Los padres se echaron a la calle contra las reválidas que reinventó la LOMCE, la ley educativa que impuso el PP contra todos los partidos. Y en el pleno de investidura el presidente in pectore empezó por suprimir los efectos académicos de las reválidas hasta que no se alcance un pacto educativo.
Hubo un tiempo en el que los estudiantes del bachillerato elemental (que ahora equivale a la ESO) y superior (el que ahora es bachillerato a secas) debían corroborar el reconocimiento de esos estudios mediante sendas reválidas. Sólo aprobándolas se daba validez a los estudios completados y se podía acceder al nivel educativo superior.

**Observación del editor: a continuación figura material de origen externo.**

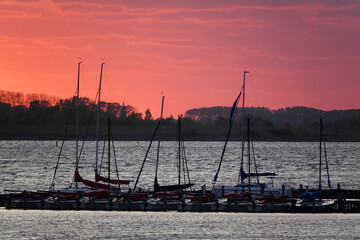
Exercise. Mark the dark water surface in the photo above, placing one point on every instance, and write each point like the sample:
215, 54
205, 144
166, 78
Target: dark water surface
30, 164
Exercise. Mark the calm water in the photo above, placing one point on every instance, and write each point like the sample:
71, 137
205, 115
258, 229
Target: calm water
30, 164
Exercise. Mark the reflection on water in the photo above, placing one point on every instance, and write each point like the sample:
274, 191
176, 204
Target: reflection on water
173, 225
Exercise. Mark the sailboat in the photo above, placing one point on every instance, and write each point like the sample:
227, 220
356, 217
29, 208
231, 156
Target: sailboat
312, 201
220, 191
165, 188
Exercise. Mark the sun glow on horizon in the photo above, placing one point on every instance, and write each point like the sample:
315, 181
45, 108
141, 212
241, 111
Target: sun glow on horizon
299, 54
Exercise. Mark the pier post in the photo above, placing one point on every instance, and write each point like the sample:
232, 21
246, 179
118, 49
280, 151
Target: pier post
129, 200
200, 201
313, 208
24, 199
59, 200
236, 200
164, 201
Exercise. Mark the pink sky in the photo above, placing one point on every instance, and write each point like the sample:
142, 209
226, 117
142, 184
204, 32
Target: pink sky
299, 53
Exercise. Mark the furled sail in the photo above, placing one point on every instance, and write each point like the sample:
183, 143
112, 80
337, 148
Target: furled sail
112, 181
78, 178
158, 188
246, 175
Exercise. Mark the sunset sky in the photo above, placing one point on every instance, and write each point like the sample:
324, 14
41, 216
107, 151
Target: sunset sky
299, 53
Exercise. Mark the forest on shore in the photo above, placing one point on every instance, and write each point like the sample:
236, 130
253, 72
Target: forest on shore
42, 117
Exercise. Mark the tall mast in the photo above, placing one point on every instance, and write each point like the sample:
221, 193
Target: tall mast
179, 150
77, 120
243, 126
158, 150
249, 150
321, 135
98, 119
109, 149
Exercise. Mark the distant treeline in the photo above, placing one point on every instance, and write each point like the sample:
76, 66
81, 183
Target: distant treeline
42, 119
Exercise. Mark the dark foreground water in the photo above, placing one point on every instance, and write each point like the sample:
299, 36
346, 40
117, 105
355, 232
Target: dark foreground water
30, 164
145, 225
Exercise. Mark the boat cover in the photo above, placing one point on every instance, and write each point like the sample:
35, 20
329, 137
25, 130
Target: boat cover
112, 181
78, 178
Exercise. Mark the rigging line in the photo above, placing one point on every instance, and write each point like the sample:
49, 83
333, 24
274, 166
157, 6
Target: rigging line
84, 77
327, 166
232, 116
102, 154
253, 88
87, 129
147, 152
107, 80
62, 143
116, 166
253, 151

Nótese, además, que en aquellos momentos el reconocimiento de uno u otro bachillerato tenía múltiples efectos en el ámbito laboral.
Quienes pasaron aquellas pruebas nunca se plantearon el poder castrador de las reválidas o la redundancia del aprobado de los cursos uno a uno y del examen posterior, en bloque. Es más, las justificaban porque con aquellos exámenes se imponía un nivel de exigencia similar para todos los estudiantes del país y se ponía en evidencia a los centros que regalaban aprobados e incluso notables.
Muchas personas de aquellas generaciones no entienden el pánico a las reválidas. Aún más, se preguntan si no serían razonables unas pruebas, bien planteadas y correctamente negociadas, que igualaran los derechos de quienes se esfuerzan y aprenden frente a quienes reciben valoraciones regaladas. En la enseñanza privada, por ejemplo, consta la existencia de centros escasamente acreditados que sirven de coladero para estudiantes con escasa capacidad de esfuerzo y reducidos conocimientos, aunque sobrados ingresos familiares. Ocurre en las enseñanzas medias e incluso en la universidad.
¿El estado debe asegurar un nivel mínimo común o un criterio similar para todos los estudiantes? Los de aquellas épocas innombrables así lo creían. Y no es parecía mal.
Quizás sea otra manera de entender el problema. Todo ha cambiado mucho. Incluida la valoración del esfuerzo.